COBIT contains guidelines for designing and implementing IT control policies and procedures, and is used by most publicly-traded companies as a framework for SOX compliance. So while SOX doesn’t provide any specific details on how to comply with regulations, implementing COBIT can suffice in showing auditors that the proper frameworks are in place for monitoring, controlling, and mitigating risks in the IT environment.
Using UpGuard and COBIT for SOX Compliance
COBIT 5 (the latest version of the framework) splits its 37 IT-related practices and activities into into 2 areas: governance and management.
Processes within each COBIT domain. Image courtesy of ISACA.

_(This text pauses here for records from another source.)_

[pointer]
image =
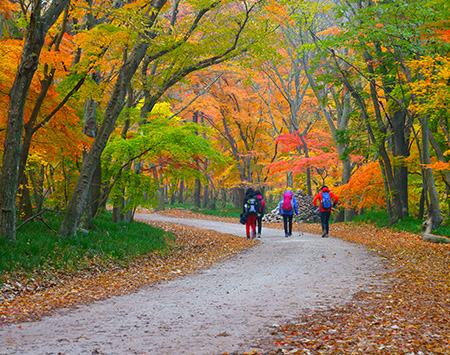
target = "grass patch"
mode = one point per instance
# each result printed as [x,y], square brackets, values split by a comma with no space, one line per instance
[38,252]
[410,224]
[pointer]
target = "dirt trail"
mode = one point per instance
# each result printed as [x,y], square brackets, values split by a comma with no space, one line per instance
[224,309]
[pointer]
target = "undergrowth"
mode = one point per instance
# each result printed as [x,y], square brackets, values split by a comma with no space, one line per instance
[40,252]
[409,224]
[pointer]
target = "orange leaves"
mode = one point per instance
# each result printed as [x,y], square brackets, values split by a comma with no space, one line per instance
[405,313]
[365,188]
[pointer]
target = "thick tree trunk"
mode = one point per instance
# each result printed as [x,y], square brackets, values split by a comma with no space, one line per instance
[181,192]
[434,209]
[34,41]
[197,193]
[112,111]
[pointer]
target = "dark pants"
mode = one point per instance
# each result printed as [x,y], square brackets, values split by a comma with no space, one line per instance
[325,219]
[287,222]
[259,223]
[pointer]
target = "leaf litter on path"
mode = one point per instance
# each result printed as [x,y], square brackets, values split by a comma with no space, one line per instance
[408,314]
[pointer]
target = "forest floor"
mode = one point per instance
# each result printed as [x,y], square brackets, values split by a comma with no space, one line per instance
[363,290]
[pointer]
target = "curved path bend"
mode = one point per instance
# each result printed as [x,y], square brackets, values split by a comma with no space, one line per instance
[223,309]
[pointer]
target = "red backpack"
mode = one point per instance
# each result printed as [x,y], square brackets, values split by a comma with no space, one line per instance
[288,203]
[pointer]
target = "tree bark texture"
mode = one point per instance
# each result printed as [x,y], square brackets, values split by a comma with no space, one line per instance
[34,41]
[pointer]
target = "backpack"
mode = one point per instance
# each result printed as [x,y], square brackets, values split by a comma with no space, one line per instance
[252,206]
[262,203]
[326,201]
[243,218]
[288,202]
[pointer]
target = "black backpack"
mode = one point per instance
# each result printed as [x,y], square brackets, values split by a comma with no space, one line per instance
[252,205]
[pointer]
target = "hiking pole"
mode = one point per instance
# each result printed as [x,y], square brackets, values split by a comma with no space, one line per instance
[300,232]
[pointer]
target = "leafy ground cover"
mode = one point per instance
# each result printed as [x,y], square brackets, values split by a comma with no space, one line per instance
[26,297]
[408,314]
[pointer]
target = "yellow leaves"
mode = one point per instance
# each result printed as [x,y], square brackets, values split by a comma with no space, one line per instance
[431,90]
[437,166]
[333,30]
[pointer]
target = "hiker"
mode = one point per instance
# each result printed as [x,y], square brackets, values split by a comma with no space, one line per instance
[325,197]
[287,208]
[251,208]
[260,215]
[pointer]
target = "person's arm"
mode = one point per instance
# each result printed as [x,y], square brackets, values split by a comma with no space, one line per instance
[315,200]
[336,199]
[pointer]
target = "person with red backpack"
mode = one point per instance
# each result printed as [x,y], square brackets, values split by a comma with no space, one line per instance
[251,209]
[287,208]
[325,198]
[261,214]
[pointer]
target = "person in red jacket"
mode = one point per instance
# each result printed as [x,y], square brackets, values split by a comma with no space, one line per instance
[260,215]
[327,201]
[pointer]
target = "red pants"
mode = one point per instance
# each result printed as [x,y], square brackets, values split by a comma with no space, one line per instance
[251,222]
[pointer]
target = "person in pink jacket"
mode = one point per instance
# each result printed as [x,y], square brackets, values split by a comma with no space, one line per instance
[260,216]
[327,201]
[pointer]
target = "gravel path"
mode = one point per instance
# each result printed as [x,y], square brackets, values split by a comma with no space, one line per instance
[223,309]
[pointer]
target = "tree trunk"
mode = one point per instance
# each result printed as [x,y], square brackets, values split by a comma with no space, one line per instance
[34,41]
[434,210]
[181,192]
[112,111]
[197,193]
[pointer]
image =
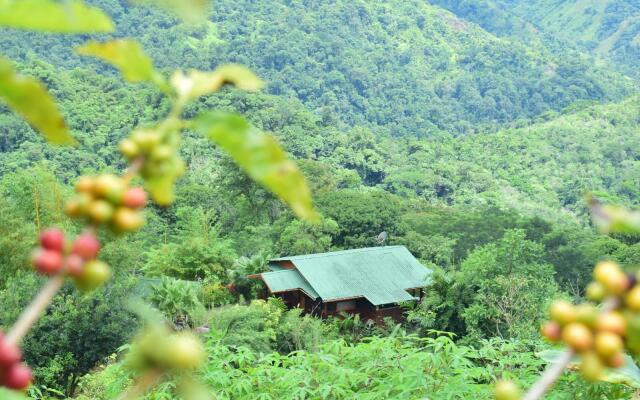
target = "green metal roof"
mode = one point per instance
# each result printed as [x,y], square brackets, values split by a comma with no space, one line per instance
[286,280]
[380,274]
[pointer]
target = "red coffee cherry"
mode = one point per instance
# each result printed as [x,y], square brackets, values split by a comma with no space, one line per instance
[52,239]
[86,246]
[18,377]
[47,262]
[135,198]
[75,265]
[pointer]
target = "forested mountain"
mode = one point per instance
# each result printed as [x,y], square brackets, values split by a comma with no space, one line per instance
[407,68]
[608,29]
[468,131]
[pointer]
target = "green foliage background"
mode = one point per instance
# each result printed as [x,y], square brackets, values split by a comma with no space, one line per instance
[473,145]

Within these two areas are 5 domains of processes:
Align, Plan and Organise (APO)
Build, Acquire and Implement (BAI)
Deliver, Service and Support (DSS)
Monitor, Evaluate and Assess (MEA)
UpGuard can be easily implemented to serve the processes within these domains, especially for BAI, DSS and MEA. The following are just a few examples of COBIT adherence with UpGuard in selected domains.
BUILD, ACQUIRE, IMPLEMENT (BAI)
BAI encompasses building schedules and deliverables, as well as creating basic system builds. Security controls, policies, and supporting documents are created based on identified threats, vulnerabilities, and risk. To this end, understanding the current state of your systems is key-- UpGuard helps by extending visibility into the configurations of all your servers and devices. This is the initial step to bringing your environment under control: identifying the current state of your systems and differences, if any, from the desired state.
BAI06 (Manage Changes), BAI07 (Manage Change Acceptance and Transitioning), and BAI10 (Manage Configurations)
Monitoring and managing configuration changes is what UpGuard is all about.
UpGuard displaying changes and configuration differences-- applicable to BAI06 and BAI10.
After defining a desired state to be achieved, this “golden image” can be compared with other nodes in the environment to address/resolve any detected configuration drift. In the scenario depicted above, UpGuard has identified configuration differences between nodes A and B.
BAI03 (Manage Solutions Identification and Build)
Once the desired state of the environment and systems has been determined and differences in configurations have been resolved, policies can then be exported for use with the automation tool of your choice.
Exporting system configuration after scanning with UpGuard.
BAI10 (Manage Configurations)
UpGuard makes managing your environment easier through features like comprehensive monitoring. Jobs like system scans can be scheduled to run on a regular basis.
The Scheduled Jobs pane in UpGuard.
For example, a scan can be scheduled to run every hour to check for deviations from policies.
The Add Scheduled Job pane in UpGuard.
With UpGuard monitoring in effect, users are proactively alerted if configuration drift is detected.
DELIVER, SERVICE, AND SUPPORT (DSS)
This domain covers the actual delivery of required services--including service delivery, management of security/continuity, and management of data and operational facilities, among others.
DSS04 (Manage Continuity) and DSS05 (Manage Security Services)
UpGuard can be used for ensuring IT services continuity and security by exposing areas that require configuration hardening. This actionable information can then in turn be used to bring systems back in line with security requirements. Permissions policies can be scheduled for verification on a regular basis.
Setting up Permissions under the Policies tab.
When new vulnerabilities are announced, UpGuard can locate all nodes that require remediation automatically. Fast, comprehensive threat assessment is just one click away.
GHOST vulnerability detection under UpGuard’s Public Policies.
Finally, UpGuard simplifies validating all these compliance efforts with proper reporting. All monitoring activity is captured and can be exported at a moment’s notice to CSV or PDF, giving firms the ability to deliver documentation immediately upon an auditor’s request.
Auditing of monitoring activities in UpGuard.
In short, COBIT offers a coherent, attainable framework for reaching SOX compliance. Though the SEC may be murky in details regarding IT compliance, COBIT is relatively clear in its guidance on meeting compliance rules; subsequently, it’s the most widely implemented standard for SOX compliance. Using UpGuard to satisfy COBIT requirements is the shortest path to gaining SOX auditor confidence that internal controls are in place and have been assessed and verified.